As businesses in the hospitality industry are considered essential businesses, you are not required to shut down or send all of your workers home. If one of your team members tests positive for COVID-19, here are the steps you should take:
– Get Details. Ascertain when, if at all, the employee first began experiencing symptoms, the last time they were in the workplace, and the employees with whom they worked most closely while on the premises most recently.
– Notify Staff. Contact those team members that worked closely with the employee that they may have potentially been exposed to COVID-19, without identifying the sick employee by name.
– Clean & Disinfect. You must continue to regularly clean and disinfect all areas, such as offices, bathrooms, common areas, and shared equipment. Business closure and/or a third-party deep clean is at the discretion of the employer. Please feel free to call us if you have any questions about this.
– Maintain & Monitor. Be sure that you are still requiring your employees to fill out their daily health screenings and enforcing all NYS-mandated rules to help stop the spread of COVID-19 in the workplace. Employees should also be reminded that they should be self-monitoring their own symptoms. Managers should also be monitoring employee symptoms and sending any symptomatic employees home.
– Report. You are required by law to report an employee’s positive test to the NYC Test and Trace Corp. To do so, you’ll need to call 866-692-3641 and follow the basic prompts.
Can an employee refuse to return to work due to fear of contracting the virus?
Employees are only entitled to refuse to work if they believe they are in imminent danger. The threat must be immediate or imminent, which means that an employee must believe that fear of infection is legitimate, well-founded, and imminent.

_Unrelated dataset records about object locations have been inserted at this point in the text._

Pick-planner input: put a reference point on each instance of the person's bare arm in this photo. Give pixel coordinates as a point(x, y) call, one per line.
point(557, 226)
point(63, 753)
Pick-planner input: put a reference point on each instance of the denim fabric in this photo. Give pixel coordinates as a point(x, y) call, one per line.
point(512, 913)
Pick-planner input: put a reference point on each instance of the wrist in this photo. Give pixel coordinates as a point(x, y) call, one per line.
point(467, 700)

More importantly, that fear must be reasonable, meaning that after you have received information that an employee is afraid to come to work, you should contact that employee to discuss (and document) their fears.

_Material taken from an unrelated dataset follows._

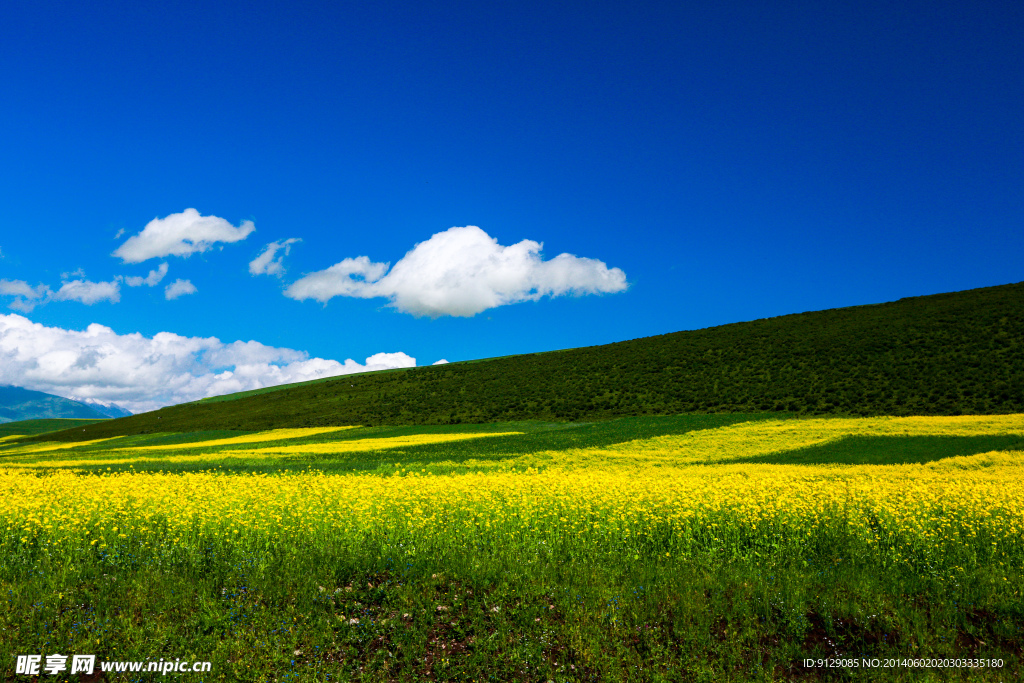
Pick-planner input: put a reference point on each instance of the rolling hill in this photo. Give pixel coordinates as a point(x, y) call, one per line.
point(953, 353)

Explain to your employee while showing your health and safety policies how their concerns are being addressed. Offer additional PPE to help resolve the concerns. Document every step. Documenting this process is key to preventing or limiting any liability to your business. For example, if a cashier was concerned that they could be exposed at the cash register/check-out station, you would begin by explaining to your employee what steps are already in place to prevent an infection, and demonstrating what PPE was already available for use.

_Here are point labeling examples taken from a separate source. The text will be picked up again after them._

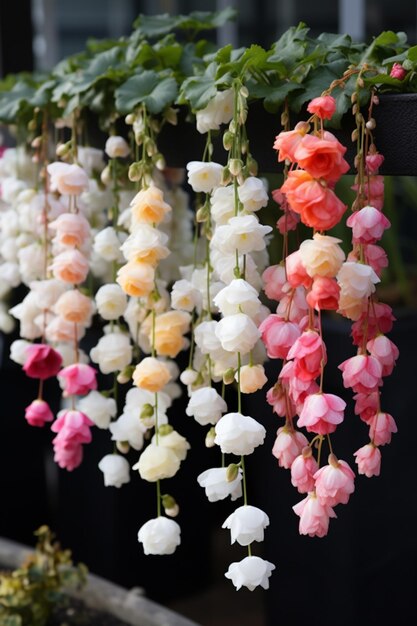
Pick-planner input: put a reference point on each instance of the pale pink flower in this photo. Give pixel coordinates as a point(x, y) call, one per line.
point(334, 482)
point(303, 469)
point(324, 294)
point(381, 428)
point(296, 272)
point(67, 179)
point(385, 351)
point(309, 354)
point(368, 459)
point(274, 280)
point(38, 413)
point(314, 516)
point(72, 229)
point(278, 336)
point(361, 373)
point(366, 405)
point(70, 266)
point(77, 379)
point(288, 445)
point(321, 413)
point(368, 225)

If the employee still expresses concerns, a reasonable accommodation would be to offer a plexi-glass barrier between the employee and customers. This is an example of understanding your employee’s concerns, demonstrating compliance, and offering accommodations—all with the goal of keeping your employees actively and safely employed. This should all be dealt with on a case-by-case basis, of course, so please contact us with any questions.
I took out an EIDL loan, which is secured with a lien against our business assets. Unfortunately, our only option now is to sell the business — can we sell assets subject to a lien?
A: The short answer is you can, but also you can’t. Transferring the collateral of a loan without the consent of the lender is almost certainly a default of your loan agreement. Further, the fact that you sold the assets doesn’t change the fact that there is still a lien upon them — the lender can still come after the Buyer and seize that deep fryer. There really are no good answers here — for a lot of you feeling the heat, there isn’t much time either. Selling the assets won’t relieve you of liability to the lender or remove the lien, however it may be your best chance to get some value out of your business to pay back the loan or other creditors — it’s a calculated risk that must be deeply and carefully considered.
As Jerry and Bobby and the boys say: Rudy’s looking for a fight/ Rat cat alley, roll them bones/ Need that cash to feed that jones/ And the politicians throwing stones/ Singing ashes, ashes, all fall down/ Ashes, ashes, all fall down
P.S. Someone needs to get Rudy to a mental health professional STAT! He’s not well.